Despite the rising wind and the whisper of a storm overhead, the quiet that falls from your proclamation is deafening. A moment of true anguish seems to embrace the both of you.
“You will not marry me? I offer you my hand, my heart, and a share of all my possessions. I only want you.”
“Mr. Rochester, I do not believe you. You would perhaps think fondly of me for a little while and then tire of me within weeks. A man of your station could not be happy with someone as inconsequential as me. Did you not dismiss Miss Ingram very easily?”
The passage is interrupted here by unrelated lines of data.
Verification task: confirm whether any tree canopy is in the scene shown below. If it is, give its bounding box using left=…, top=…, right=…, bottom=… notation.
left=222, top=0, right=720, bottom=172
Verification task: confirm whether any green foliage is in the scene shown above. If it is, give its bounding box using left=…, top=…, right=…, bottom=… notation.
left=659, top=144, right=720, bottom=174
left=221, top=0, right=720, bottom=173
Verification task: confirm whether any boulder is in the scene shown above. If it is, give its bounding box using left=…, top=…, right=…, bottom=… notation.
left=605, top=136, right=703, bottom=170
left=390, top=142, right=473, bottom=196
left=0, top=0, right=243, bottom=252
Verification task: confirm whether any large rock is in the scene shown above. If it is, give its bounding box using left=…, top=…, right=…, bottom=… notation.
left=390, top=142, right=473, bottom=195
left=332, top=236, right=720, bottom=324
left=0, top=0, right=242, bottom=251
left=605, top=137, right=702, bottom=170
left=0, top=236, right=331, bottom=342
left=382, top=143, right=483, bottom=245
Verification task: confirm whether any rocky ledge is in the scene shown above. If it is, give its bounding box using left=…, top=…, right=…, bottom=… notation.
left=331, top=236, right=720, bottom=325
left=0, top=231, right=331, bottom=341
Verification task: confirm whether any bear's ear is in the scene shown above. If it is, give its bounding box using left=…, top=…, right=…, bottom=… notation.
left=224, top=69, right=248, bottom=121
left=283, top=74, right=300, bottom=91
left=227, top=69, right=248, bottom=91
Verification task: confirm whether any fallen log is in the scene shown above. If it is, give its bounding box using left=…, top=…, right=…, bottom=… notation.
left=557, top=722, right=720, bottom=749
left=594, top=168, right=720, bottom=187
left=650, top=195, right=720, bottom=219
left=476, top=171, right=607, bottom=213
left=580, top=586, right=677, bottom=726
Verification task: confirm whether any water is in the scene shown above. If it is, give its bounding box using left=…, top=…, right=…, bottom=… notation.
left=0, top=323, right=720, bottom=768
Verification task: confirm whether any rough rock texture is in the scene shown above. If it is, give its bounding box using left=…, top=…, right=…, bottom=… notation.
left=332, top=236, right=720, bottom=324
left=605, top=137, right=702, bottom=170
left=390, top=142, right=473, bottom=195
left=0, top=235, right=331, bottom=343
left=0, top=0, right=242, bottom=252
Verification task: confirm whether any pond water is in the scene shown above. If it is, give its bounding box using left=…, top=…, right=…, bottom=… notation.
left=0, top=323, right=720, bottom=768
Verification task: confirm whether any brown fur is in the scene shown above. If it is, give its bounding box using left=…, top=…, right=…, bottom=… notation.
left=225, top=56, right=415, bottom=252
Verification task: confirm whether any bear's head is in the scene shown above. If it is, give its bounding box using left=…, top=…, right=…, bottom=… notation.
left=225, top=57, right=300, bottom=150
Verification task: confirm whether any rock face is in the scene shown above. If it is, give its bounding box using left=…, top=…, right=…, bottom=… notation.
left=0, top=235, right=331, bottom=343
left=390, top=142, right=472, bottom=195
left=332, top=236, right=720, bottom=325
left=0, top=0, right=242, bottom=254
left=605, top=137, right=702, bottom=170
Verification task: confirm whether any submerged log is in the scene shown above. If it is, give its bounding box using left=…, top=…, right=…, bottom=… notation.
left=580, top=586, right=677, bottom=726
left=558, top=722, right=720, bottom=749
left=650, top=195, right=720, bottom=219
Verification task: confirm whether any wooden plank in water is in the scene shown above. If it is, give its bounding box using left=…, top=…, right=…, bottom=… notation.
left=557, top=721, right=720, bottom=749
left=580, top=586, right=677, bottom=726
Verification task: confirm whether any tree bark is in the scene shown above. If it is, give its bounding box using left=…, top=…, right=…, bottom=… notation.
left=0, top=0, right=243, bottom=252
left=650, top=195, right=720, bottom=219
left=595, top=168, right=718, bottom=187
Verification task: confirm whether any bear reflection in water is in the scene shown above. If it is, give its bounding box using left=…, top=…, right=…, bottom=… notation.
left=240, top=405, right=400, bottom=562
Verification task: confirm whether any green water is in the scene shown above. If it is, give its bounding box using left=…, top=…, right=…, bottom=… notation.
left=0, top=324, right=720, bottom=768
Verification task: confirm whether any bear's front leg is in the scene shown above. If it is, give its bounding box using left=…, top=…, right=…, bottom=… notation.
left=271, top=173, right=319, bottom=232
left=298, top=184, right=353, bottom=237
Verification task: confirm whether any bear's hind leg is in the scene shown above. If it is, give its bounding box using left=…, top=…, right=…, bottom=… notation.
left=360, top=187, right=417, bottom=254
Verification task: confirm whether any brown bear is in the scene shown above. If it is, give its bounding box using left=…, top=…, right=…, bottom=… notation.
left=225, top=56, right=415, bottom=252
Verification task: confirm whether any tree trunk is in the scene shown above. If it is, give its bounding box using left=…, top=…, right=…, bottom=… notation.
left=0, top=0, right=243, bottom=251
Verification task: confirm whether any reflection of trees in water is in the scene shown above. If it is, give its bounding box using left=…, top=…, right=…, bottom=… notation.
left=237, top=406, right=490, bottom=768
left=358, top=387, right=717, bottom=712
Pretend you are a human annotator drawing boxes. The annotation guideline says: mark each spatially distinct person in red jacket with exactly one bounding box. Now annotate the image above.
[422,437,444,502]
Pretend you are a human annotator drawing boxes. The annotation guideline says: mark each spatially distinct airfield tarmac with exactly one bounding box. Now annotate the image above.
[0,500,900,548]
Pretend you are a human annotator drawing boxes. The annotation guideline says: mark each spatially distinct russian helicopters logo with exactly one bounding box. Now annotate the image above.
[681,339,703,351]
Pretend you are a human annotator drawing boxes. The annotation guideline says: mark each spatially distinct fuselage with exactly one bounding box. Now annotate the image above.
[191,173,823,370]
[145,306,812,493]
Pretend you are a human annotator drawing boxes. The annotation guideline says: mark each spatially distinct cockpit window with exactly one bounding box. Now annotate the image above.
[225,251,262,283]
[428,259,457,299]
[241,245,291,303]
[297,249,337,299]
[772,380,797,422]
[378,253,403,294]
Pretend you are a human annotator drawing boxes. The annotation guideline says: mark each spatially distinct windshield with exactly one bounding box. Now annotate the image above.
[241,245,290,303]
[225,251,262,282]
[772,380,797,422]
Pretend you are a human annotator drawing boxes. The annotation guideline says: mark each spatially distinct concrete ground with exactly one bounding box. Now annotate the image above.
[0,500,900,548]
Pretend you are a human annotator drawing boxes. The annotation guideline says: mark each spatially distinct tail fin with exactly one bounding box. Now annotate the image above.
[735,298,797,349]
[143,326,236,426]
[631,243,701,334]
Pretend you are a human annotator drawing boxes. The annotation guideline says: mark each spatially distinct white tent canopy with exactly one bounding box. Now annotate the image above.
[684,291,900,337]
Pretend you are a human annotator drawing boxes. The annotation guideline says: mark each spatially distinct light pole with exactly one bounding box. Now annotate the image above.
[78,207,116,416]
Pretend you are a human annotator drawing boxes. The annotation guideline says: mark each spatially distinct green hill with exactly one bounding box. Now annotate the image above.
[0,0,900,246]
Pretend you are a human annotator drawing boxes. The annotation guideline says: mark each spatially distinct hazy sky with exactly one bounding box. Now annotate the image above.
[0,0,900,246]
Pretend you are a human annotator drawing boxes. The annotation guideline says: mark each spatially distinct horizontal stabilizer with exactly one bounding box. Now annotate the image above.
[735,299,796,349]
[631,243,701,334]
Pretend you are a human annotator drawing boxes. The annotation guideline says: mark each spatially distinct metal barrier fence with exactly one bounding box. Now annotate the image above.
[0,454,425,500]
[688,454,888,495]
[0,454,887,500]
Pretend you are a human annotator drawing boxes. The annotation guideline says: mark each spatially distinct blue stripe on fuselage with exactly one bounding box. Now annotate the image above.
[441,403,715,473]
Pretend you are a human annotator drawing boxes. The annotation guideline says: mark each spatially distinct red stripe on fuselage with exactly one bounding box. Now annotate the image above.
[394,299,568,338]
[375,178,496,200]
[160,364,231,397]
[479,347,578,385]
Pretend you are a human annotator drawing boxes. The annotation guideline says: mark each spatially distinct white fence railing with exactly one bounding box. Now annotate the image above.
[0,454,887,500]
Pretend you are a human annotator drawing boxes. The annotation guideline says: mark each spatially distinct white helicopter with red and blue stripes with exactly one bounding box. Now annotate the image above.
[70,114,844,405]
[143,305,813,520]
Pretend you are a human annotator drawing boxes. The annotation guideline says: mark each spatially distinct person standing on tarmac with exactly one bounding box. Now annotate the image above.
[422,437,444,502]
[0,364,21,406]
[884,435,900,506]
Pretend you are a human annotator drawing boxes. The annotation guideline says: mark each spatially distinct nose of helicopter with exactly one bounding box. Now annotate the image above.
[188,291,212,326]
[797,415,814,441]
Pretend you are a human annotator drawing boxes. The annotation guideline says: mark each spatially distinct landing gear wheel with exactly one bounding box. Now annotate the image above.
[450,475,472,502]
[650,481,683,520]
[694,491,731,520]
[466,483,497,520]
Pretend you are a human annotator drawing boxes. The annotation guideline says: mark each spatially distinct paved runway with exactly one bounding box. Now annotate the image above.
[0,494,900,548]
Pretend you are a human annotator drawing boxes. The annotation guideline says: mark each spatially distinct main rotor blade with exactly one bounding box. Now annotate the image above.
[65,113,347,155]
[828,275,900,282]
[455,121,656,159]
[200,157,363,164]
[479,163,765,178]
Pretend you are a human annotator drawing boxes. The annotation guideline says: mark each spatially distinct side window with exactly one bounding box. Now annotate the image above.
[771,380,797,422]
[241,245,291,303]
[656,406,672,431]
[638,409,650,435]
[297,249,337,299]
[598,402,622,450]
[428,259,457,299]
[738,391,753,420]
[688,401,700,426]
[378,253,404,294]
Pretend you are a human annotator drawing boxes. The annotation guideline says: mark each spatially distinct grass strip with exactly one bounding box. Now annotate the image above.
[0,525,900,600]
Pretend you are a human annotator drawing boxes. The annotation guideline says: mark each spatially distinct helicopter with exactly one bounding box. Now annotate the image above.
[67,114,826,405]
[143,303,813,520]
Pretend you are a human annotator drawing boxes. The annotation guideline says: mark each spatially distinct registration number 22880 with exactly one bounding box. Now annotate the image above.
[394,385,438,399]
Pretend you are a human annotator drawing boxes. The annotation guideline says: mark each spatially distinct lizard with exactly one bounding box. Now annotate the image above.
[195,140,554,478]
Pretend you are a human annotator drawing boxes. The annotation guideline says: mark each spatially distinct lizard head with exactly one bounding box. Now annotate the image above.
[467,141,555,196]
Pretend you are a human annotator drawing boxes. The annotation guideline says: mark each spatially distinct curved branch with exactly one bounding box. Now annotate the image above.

“Miss Ingram? I would not - I could not marry Miss Ingram. I only feigned courtship of her to render you jealous. I accept how uncharitable this must make me seem, but I only love you - you strange, almost unearthly thing! I love you as my own flesh. Little skeptic, I swear my devotion to you!”
His face was very much agitated and very flushed, yet his passion only made you deepen your resolve. You think to say you cannot give an answer at the moment, in the hope that would give him some time to repent his declaration.
He sinks into the garden seat by the tree next to you. “You will not be convinced? I will wait then, and I will show you I mean my words. But oh, you torture me!”
He turns his face away as a sob escapes his lips. His sorrow affects you deeply, but for his sake, you turn and quickly walk back to the house. You do love him. Truly. But you cannot give yourself to someone with such a capricious history. Humans never enjoy complete happiness in this world, and you were not born for a different destiny to the rest of the species. Heartache now would defer the potential heartbreak of inconstant and failed love.
Several weeks pass in a manner you do not care to recount. Many times, Mr. Rochester pleads for you to believe his love and marry him, and each time you firmly decline. Eventually, you hear of an opportunity to teach the children of a village some miles off, and you quietly take your leave.
Sometimes you hear of Mr. Rochester, though you begged him to never contact you in your new life. He never marries and from all accounts has become a fixture at Thornfield - broken in sorrow and misery. Many years later, you have some regrets about your decision, especially as you feel a similar sense of despair in how your life has turned out.